Dans les ruelles d’Alger Centre, les boutiques de décoration attirent les foules. Lanternes, bougies, guirlandes, étoiles et croissants illuminent les intérieurs algériens. Depuis quelques années, cette pratique se répand, transformant les foyers pour accueillir le mois sacré avec faste.
“Il faut accueillir ce mois avec joie et bonne humeur. Ma mère ressortait un service de vaisselle spécial Ramadan et on aménageait un coin de prière. Repeindre la maison était presque une tradition en Chaabane”, raconte Fatima, une mère de famille en quête de toile cirée.
Mais d’où vient cette coutume ? L’histoire raconte qu’à l’ère fatimide, le calife Al-Moezz li-Dine Allah est entré au Caire une nuit de Ramadan, accueilli par une marée de lanternes. Ainsi naquit la tradition d’illuminer les rues et les maisons.

“Ce sont des innovations modernes. Les fawaniss viennent d’Égypte, ce n’est pas une tradition algérienne”, affirme Ahmed, un client sceptique face à cette mode. Pourtant, les vendeurs peinent à suivre la demande, confirmant une véritable frénésie d’achat.
Décoration: Un boom du e-commerce
Sur les réseaux sociaux et les marketplaces, la demande sur la décoration spécial ramadan explose. Du textile à l’électroménager, tout s’arrache. “Ramadan est notre meilleure saison. Nos chiffres d’affaires compensent les pertes de l’année”, confie Abderraouf, e-commerçant en électroménager.
Les femmes, souvent moteurs de ces achats, investissent dans des coins de prière tendance, des livres du Coran colorés et personnalisés, des tapis de prière assortis et des robes d’hôtesse. Même les marchands de meubles font fortune. “Ramadan, c’est le moment des grands repas et des réunions familiales. La table devient essentielle”, explique Salim, vendeur de meubles à Koléa. La concurrence est rude, et les e-commerçants redoublent d’efforts jusqu’aux derniers jours du mois sacré. Les budgets publicitaires doublent de volume.

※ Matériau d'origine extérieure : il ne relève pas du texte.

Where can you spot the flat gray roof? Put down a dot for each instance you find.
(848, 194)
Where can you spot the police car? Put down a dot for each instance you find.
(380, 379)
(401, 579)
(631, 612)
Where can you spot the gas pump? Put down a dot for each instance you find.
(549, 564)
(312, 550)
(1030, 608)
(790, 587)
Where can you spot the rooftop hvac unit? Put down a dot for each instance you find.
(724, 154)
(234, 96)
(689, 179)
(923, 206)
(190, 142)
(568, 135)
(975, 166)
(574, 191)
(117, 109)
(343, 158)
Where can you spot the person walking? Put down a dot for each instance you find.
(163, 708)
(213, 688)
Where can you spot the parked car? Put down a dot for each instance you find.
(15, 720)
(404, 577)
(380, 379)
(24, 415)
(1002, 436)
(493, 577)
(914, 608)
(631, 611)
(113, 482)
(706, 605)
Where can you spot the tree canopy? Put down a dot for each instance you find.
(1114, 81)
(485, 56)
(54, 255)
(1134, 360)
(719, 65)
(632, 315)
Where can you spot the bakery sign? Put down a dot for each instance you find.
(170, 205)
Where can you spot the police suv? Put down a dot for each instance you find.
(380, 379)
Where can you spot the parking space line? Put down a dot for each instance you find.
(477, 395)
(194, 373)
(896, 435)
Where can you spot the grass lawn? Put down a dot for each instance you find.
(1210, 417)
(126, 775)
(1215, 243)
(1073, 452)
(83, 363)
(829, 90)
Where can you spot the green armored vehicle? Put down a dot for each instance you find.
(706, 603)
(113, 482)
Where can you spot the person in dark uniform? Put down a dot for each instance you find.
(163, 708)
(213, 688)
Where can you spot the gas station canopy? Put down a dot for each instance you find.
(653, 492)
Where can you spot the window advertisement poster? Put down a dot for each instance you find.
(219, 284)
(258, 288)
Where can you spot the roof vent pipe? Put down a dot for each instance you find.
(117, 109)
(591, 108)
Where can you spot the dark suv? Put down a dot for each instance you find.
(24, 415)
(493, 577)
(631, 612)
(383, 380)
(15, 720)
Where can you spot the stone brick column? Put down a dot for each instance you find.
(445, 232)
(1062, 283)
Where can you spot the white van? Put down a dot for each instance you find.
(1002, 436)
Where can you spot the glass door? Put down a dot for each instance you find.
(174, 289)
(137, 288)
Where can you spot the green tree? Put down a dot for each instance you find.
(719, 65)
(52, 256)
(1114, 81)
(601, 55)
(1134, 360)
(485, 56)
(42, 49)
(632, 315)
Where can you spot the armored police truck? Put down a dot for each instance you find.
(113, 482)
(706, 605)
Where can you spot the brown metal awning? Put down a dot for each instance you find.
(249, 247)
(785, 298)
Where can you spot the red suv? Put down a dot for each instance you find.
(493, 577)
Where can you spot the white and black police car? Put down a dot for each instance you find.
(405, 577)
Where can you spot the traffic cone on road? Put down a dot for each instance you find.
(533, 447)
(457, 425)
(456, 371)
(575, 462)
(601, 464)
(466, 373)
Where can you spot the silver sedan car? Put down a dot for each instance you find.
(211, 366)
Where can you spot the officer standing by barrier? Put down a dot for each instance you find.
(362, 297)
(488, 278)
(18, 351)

Un Ramadan sous le feu des projecteurs

L’essor de cette tendance de décoration s’explique en partie par l’influence des réseaux sociaux. Instagram, TikTok et YouTube regorgent de créateurs de contenu exhibant leurs intérieurs soigneusement décorés. “On a fait de Ramadan une sorte de Noël musulman. Les marques ont compris que nous sommes de gros consommateurs”, déplore Zahra.
“Ce qui compte, c’est l’humilité et la solidarité. Plutôt que d’acheter des décorations, je préfère aider une famille dans le besoin”, affirme Sidali, un sexagénaire attaché aux valeurs traditionnelles.
Si cette démarche peut sembler superficielle, elle témoigne aussi d’un besoin de renouveau et de convivialité. Entre tradition et modernité, le Ramadan algérien se réinvente, oscillant entre spiritualité et marketing.